Let’s start this off by first talking about what it means to flat cancel an insurance contract. To flat cancel an insurance contract means to cancel the insurance contract before that contract’s effective date. The timing is significant because it means that the insuring company has not assumed any liability under the contract, since the contract has not begun. As such, the insured (customer) is entitled to a full refund of any premiums paid without any deductions of any kind. This stands in contrast to pro-rata cancellations and short-rate cancellations, which are discussed in other parts of this site.
Based on the meaning of flat cancellation, it is clear to see that this is an option for any insurance contract as long as the policy has not gone into effect yet. Once the policy has gone into effect, any cancellation will have to be done on a pro-rata or short-rate basis, wherein the insurance company will retain some of the paid premium for administrative costs and the cost of assuming partial liability.

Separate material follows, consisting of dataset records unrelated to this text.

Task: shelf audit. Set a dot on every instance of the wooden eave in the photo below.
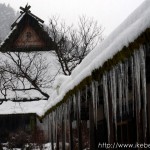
(27, 19)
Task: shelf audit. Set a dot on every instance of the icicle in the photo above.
(137, 90)
(74, 105)
(93, 98)
(86, 94)
(120, 89)
(137, 81)
(133, 83)
(106, 105)
(113, 92)
(97, 100)
(126, 87)
(143, 82)
(79, 103)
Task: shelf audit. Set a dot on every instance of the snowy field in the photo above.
(43, 147)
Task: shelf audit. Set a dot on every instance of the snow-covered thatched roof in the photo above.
(25, 23)
(120, 44)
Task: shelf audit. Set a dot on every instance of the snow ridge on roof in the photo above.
(126, 33)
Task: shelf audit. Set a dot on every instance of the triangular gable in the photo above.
(27, 34)
(28, 38)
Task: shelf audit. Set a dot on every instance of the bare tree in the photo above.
(24, 72)
(74, 44)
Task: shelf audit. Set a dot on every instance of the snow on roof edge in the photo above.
(136, 23)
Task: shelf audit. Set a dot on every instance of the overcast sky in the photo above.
(109, 13)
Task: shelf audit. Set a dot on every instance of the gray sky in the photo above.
(109, 13)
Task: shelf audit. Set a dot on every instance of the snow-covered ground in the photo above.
(46, 146)
(127, 32)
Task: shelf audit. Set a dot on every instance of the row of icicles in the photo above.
(115, 85)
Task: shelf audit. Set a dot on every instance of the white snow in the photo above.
(127, 32)
(22, 107)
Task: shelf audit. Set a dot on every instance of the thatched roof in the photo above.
(27, 22)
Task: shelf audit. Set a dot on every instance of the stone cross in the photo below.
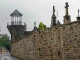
(53, 10)
(34, 24)
(78, 12)
(66, 8)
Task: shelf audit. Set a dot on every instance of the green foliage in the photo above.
(5, 37)
(6, 42)
(44, 26)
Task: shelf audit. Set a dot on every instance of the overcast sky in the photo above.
(36, 10)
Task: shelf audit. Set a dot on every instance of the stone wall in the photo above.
(61, 42)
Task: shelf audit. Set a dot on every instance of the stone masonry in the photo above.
(58, 43)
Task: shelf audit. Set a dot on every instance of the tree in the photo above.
(44, 26)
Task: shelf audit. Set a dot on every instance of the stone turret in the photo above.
(58, 23)
(16, 27)
(35, 28)
(53, 18)
(67, 17)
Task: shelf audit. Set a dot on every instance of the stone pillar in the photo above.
(67, 17)
(53, 18)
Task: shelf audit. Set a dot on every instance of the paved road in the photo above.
(8, 57)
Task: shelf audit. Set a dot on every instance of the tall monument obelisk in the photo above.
(67, 17)
(53, 18)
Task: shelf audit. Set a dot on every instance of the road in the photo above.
(8, 57)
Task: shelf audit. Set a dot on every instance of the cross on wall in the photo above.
(78, 12)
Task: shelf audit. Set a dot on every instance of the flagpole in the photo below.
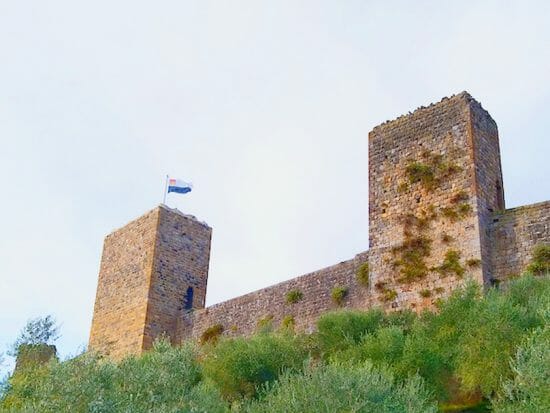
(165, 190)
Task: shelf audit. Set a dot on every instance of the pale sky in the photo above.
(265, 106)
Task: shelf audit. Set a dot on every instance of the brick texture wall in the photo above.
(515, 232)
(123, 286)
(436, 216)
(455, 141)
(146, 268)
(241, 315)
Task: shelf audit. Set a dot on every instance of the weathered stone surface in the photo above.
(515, 232)
(436, 216)
(146, 269)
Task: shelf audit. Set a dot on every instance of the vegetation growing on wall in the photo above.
(479, 349)
(293, 296)
(338, 295)
(363, 274)
(451, 264)
(425, 293)
(288, 322)
(389, 295)
(265, 324)
(431, 170)
(540, 263)
(473, 262)
(211, 334)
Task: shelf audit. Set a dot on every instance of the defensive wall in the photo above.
(437, 219)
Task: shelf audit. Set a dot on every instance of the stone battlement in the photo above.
(436, 219)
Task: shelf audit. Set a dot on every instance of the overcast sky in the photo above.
(265, 106)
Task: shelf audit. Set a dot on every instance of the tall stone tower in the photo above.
(152, 271)
(435, 181)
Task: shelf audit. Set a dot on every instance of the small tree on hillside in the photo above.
(41, 330)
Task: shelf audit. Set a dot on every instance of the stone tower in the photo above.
(435, 182)
(152, 271)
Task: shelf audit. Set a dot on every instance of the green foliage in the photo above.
(425, 293)
(41, 330)
(421, 172)
(363, 274)
(265, 324)
(356, 361)
(412, 254)
(338, 294)
(432, 171)
(293, 296)
(345, 388)
(540, 263)
(451, 264)
(473, 262)
(239, 366)
(211, 334)
(460, 196)
(340, 330)
(288, 323)
(165, 379)
(456, 212)
(529, 390)
(446, 238)
(389, 295)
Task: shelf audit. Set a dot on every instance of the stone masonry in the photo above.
(437, 218)
(151, 270)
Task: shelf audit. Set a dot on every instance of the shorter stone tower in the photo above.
(152, 271)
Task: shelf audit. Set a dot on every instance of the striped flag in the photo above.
(179, 186)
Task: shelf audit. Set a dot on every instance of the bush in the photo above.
(239, 366)
(363, 274)
(211, 334)
(345, 388)
(338, 295)
(451, 264)
(389, 295)
(339, 330)
(425, 293)
(265, 324)
(540, 263)
(165, 379)
(528, 391)
(293, 296)
(288, 323)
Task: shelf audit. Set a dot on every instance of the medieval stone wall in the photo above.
(180, 272)
(436, 217)
(425, 200)
(514, 233)
(123, 286)
(243, 315)
(146, 270)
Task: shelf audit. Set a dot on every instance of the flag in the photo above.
(179, 186)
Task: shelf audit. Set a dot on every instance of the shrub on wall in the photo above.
(265, 324)
(293, 296)
(425, 293)
(451, 264)
(211, 334)
(389, 295)
(540, 263)
(363, 274)
(339, 294)
(473, 262)
(288, 323)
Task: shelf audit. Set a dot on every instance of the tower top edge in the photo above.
(463, 98)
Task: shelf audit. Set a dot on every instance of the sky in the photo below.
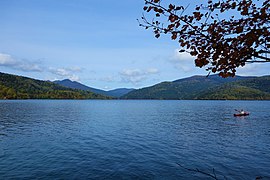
(98, 43)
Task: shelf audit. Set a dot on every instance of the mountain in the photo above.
(201, 87)
(76, 85)
(18, 87)
(119, 92)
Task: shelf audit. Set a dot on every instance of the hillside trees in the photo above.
(222, 35)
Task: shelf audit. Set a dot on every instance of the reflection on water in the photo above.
(71, 139)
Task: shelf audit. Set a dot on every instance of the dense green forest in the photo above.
(212, 87)
(18, 87)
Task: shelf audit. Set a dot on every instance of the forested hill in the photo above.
(212, 87)
(117, 93)
(18, 87)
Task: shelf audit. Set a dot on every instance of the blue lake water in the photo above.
(98, 139)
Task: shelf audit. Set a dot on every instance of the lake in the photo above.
(133, 139)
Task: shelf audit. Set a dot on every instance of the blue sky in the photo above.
(97, 43)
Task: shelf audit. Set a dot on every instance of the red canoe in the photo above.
(245, 114)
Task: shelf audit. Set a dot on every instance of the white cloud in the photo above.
(7, 60)
(136, 76)
(66, 73)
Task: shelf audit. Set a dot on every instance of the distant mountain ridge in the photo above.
(195, 87)
(19, 87)
(202, 87)
(76, 85)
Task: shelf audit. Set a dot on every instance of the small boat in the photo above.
(241, 114)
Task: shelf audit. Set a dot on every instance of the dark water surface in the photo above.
(92, 139)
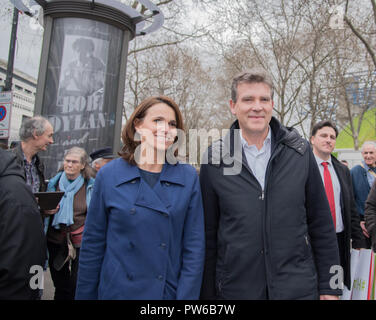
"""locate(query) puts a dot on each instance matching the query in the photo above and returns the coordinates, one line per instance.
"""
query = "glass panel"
(81, 86)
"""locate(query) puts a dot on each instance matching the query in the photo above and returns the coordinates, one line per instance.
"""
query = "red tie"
(329, 191)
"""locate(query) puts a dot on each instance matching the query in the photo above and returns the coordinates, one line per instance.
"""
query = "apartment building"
(24, 90)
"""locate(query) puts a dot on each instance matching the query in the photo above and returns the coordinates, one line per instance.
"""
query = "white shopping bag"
(363, 278)
(346, 295)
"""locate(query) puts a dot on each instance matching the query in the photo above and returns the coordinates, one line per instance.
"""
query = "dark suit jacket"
(350, 217)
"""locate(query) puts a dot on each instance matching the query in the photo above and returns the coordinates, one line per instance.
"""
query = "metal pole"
(12, 50)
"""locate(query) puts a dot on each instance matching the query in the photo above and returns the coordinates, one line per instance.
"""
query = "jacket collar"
(170, 173)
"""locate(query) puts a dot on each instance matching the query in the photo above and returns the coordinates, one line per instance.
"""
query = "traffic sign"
(5, 112)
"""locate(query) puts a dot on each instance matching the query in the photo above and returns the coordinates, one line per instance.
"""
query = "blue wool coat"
(137, 238)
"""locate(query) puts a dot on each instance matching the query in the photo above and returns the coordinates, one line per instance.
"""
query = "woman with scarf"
(65, 228)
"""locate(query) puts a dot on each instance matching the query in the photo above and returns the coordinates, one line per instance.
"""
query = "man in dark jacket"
(36, 134)
(344, 213)
(268, 224)
(363, 175)
(22, 240)
(370, 215)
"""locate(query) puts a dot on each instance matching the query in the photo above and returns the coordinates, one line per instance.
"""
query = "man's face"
(369, 155)
(324, 141)
(253, 108)
(41, 142)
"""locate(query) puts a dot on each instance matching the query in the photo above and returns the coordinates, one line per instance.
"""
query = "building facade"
(24, 90)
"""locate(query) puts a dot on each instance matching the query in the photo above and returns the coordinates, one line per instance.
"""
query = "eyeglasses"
(75, 162)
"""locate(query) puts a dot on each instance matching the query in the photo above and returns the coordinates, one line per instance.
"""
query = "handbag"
(66, 253)
(363, 285)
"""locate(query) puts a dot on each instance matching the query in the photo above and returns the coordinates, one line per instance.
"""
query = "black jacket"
(350, 217)
(38, 163)
(370, 215)
(22, 240)
(280, 238)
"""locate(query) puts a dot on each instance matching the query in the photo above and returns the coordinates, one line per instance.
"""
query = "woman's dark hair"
(128, 133)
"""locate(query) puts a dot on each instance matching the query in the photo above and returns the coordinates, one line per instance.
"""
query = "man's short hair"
(322, 124)
(37, 124)
(255, 75)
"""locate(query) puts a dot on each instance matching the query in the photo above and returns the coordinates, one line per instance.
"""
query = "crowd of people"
(268, 216)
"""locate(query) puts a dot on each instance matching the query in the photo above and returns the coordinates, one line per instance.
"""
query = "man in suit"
(338, 186)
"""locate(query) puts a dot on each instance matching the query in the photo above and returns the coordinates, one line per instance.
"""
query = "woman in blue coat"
(144, 233)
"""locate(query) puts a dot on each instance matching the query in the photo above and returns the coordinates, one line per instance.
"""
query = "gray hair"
(255, 75)
(369, 143)
(33, 125)
(87, 172)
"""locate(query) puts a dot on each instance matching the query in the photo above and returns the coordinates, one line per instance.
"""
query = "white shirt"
(258, 159)
(336, 190)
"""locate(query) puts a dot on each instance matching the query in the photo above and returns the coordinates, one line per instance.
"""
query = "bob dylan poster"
(80, 115)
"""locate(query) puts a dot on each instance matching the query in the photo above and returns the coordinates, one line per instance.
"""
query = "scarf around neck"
(65, 213)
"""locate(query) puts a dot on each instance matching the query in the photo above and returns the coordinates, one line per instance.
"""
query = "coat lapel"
(148, 198)
(157, 198)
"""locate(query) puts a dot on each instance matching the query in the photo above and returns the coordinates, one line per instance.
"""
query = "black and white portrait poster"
(81, 86)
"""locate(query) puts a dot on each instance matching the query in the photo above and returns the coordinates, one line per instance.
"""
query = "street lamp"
(82, 70)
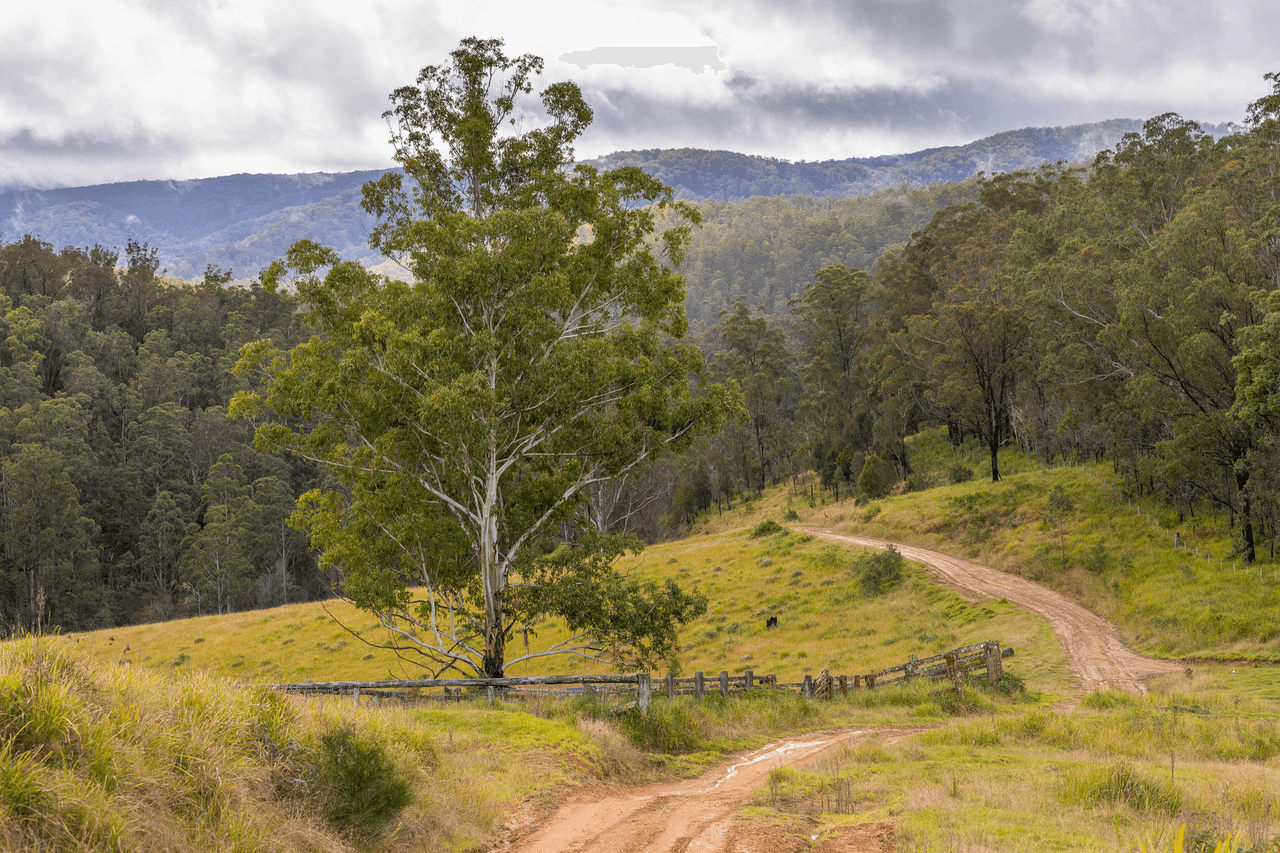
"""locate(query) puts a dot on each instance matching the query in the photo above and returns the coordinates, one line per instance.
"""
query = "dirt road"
(1098, 656)
(700, 813)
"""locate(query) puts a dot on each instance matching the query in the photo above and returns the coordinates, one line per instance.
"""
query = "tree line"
(1124, 310)
(1121, 310)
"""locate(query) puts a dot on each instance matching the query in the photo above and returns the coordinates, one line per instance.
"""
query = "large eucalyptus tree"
(467, 413)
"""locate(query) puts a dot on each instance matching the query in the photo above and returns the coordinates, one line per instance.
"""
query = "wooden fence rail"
(952, 666)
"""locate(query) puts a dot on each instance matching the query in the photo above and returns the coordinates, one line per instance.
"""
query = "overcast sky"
(120, 90)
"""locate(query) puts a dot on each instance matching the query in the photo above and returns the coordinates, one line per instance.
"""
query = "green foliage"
(767, 528)
(880, 571)
(534, 359)
(877, 478)
(361, 784)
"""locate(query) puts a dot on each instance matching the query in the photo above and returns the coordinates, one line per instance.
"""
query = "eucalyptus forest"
(1124, 309)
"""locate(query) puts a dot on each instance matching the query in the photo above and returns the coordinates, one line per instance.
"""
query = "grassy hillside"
(813, 589)
(114, 742)
(1110, 551)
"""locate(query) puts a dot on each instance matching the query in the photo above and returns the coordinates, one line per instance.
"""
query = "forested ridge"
(1123, 310)
(243, 222)
(126, 492)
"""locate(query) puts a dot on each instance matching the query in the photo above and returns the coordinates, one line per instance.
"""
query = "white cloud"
(150, 89)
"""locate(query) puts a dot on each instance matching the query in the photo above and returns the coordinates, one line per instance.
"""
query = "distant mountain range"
(243, 222)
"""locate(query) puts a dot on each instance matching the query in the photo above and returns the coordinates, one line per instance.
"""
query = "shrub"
(877, 478)
(767, 528)
(880, 571)
(362, 785)
(917, 482)
(1120, 784)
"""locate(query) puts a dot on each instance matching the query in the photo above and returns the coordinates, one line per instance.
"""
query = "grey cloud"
(695, 59)
(767, 119)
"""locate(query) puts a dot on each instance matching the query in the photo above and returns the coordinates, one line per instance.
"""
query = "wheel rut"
(699, 815)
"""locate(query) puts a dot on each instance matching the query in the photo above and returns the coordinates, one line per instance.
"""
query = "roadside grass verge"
(1114, 772)
(1105, 551)
(123, 758)
(824, 616)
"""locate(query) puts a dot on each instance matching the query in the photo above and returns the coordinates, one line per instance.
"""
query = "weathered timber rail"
(954, 666)
(644, 692)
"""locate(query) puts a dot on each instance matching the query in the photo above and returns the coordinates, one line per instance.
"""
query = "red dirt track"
(702, 813)
(1098, 656)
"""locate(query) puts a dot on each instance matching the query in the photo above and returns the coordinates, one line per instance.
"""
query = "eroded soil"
(702, 813)
(1098, 657)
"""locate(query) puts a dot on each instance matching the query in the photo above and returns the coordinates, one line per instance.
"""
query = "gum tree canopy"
(466, 414)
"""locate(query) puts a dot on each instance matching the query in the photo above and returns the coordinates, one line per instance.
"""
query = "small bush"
(670, 728)
(1120, 784)
(364, 788)
(917, 483)
(877, 478)
(880, 571)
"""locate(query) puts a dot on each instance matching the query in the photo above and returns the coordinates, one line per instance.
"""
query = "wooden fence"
(952, 666)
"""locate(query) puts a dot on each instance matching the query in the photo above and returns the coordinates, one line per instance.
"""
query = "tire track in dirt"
(1097, 655)
(699, 815)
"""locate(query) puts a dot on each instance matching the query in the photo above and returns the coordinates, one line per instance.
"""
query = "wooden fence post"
(955, 674)
(995, 666)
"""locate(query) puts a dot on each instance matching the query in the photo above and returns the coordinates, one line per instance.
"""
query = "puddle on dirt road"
(772, 751)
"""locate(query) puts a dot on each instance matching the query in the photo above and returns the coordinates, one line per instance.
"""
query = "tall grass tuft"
(361, 784)
(1120, 784)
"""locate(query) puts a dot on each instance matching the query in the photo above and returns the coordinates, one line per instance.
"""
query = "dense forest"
(243, 222)
(1124, 309)
(126, 492)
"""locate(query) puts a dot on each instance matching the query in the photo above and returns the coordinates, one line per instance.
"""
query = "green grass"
(991, 772)
(1168, 602)
(1105, 776)
(108, 757)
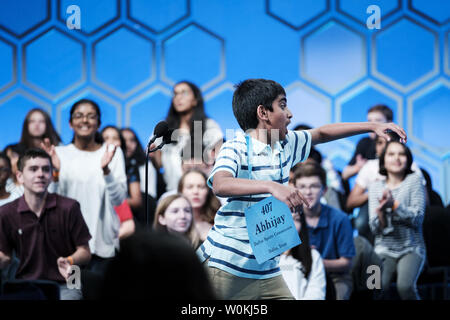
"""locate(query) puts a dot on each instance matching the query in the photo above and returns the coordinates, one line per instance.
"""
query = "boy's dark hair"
(409, 159)
(310, 169)
(6, 158)
(302, 252)
(31, 154)
(384, 109)
(251, 93)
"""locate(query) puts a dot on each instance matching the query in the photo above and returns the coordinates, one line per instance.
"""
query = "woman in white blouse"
(302, 267)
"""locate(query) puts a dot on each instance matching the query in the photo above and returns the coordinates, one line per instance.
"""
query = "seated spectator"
(174, 214)
(187, 115)
(46, 230)
(204, 203)
(396, 213)
(37, 127)
(302, 267)
(112, 135)
(14, 151)
(330, 230)
(5, 173)
(168, 271)
(365, 149)
(368, 174)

In general, flat cancellations only occur when the insured decides not to renew the policy. Any errors in the issuing of the policy would result in a void policy before the policy even went into effect.
While this is by no means standard procedure, I have also heard of a dispute between an insured and the insurer that resulted in both parties settling via a flat cancellation of the policy. Again, I want to stress that this is not a typical case and there was most likely extenuating circumstances that lead to this type of resolution.